La notifica positiva ti verrà inviata tramite lettera raccomandata, nella quale verranno specificati l'importo del contributo e i documenti necessari per ottenere la liquidazione del contributo. Nella lettera di approvazione troverai i seguenti dati e informazioni:
  • dati catastali dell’oggetto dell’agevolazione;
  • numero della pratica con la data di consegna della stessa;
  • ammontare del contributo, numero e data del decreto di concessione;
  • eventuali condizioni a cui adempiere per ottenere la liquidazione del contributo;
  • scadenza termine per richiedere la liquidazione;
  • scadenza termine per ultimare i lavori e occupare l’alloggio;
  • scadenza termine per la consegna dei documenti richiesti e per l’adempimento di eventuali condizioni.
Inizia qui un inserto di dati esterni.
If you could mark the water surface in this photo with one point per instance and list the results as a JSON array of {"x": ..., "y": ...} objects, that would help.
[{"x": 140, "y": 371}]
Alla lettera vengono allegati dei moduli che dovrai compilare e riconsegnare all’ufficio:
Il calcolo del contributo avviene come segue:
  1. contributi per la riparazione o la ricostruzione di fabbricati urbani, purché abbiano le caratteristiche di abitazioni ai sensi dell’articolo 41: contributo a fondo perduto nella misura dal 30% al 70% dei costi riconosciuti ammissibili. Il contributo massimo non può essere superiore al costo di costruzione convenzionale di un alloggio popolare con una superficie convenzionale di 160 metri quadrati;
  2. contributi per la perdita di arredamento, vestiario e suppellettili: contributo a fondo perduto nella misura del 50% dei costi riconosciuti fino ad un massimo di 27.750,00 euro. Tale importo è aumentato di 1.850,00 euro per ogni componente della famiglia oltre il terzo;
  3. contributi per l’esecuzione di interventi di sicurezza geotecnica per costruzioni residenziali che si rendano necessari a seguito di eventi calamitosi: contributo a fondo perduto nella misura del 70% dei costi riconosciuti ammissibili.

LIQUIDAZIONE
Solo dopo l’approvazione della domanda di contributo potrai richiedere il pagamento del contributo approvato.
  • Qualora gli interventi di emergenza in caso di calamità naturali riguardino la ristrutturazione o la nuova costruzione di abitazioni, i contributi sono erogati in due rate uguali. La prima rata può essere erogata immediatamente dopo l'inizio dei lavori di costruzione. La seconda rata è erogata al termine dei lavori di ristrutturazione o di nuova costruzione e a seguito dell'avvenuta occupazione dell'abitazione da parte della famiglia del richiedente;
  • iniziata la costruzione, il contributo concesso può essere erogato anche per intero previa presentazione di una fideiussione bancaria per un importo corrispondente all'importo del contributo aumentato del 15per cento;
  • l'erogazione dei contributi a fondo perduto alle famiglie per mobilia arredamento e suppellettili avviene previa presentazione delle fatture quietanzate.

Tempi e scadenze

  1. La domanda in caso di riparazione o la ricostruzione di fabbricati urbani, va presentata entro 180 giorni dall’evento calamitoso;
  2. la domanda in caso di perdita di arredamento, vestiario e suppellettili va presentata entro 90 giorni dall’evento calamitoso;
  3. la domanda in caso di esecuzione di interventi di sicurezza geotecnica per costruzioni residenziali che si rendano necessari a seguito di eventi calamitosi va presentata entro 180 giorni dall’evento calamitoso.

Domande frequenti

Quali sono i moduli da compilare per ricevere il pagamento?

Per ricevere il pagamento è necessario compilare e presentare all’Ufficio Promozione dell'edilizia agevolata tramite e-mail, PEC o posta ordinaria i seguenti documenti:

È possibile rinunciare all’agevolazione edilizia?

Si, presentando all’Ufficio Promozione dell'edilizia agevolata tramite e-mail, PEC o posta ordinaria il seguente documento: 112 domanda rinuncia agevolazione prima approvazione eo pagamento contributo.
 

Riferimenti normativi

Il servizio è regolato dalle norme della provincia di Bolzano, che puoi approfondire nella pagina https://lexbrowser.provinz.bz.it/, e dalle norme europee.
Le norme di riferimento sono:  
  • legge provinciale 17 Dicembre 1998, n.13, capo III, artt. 30-36; 45; 58;
  • decreto del Presidente della Giunta provinciale 15 luglio 1999, n. 42, art. 25.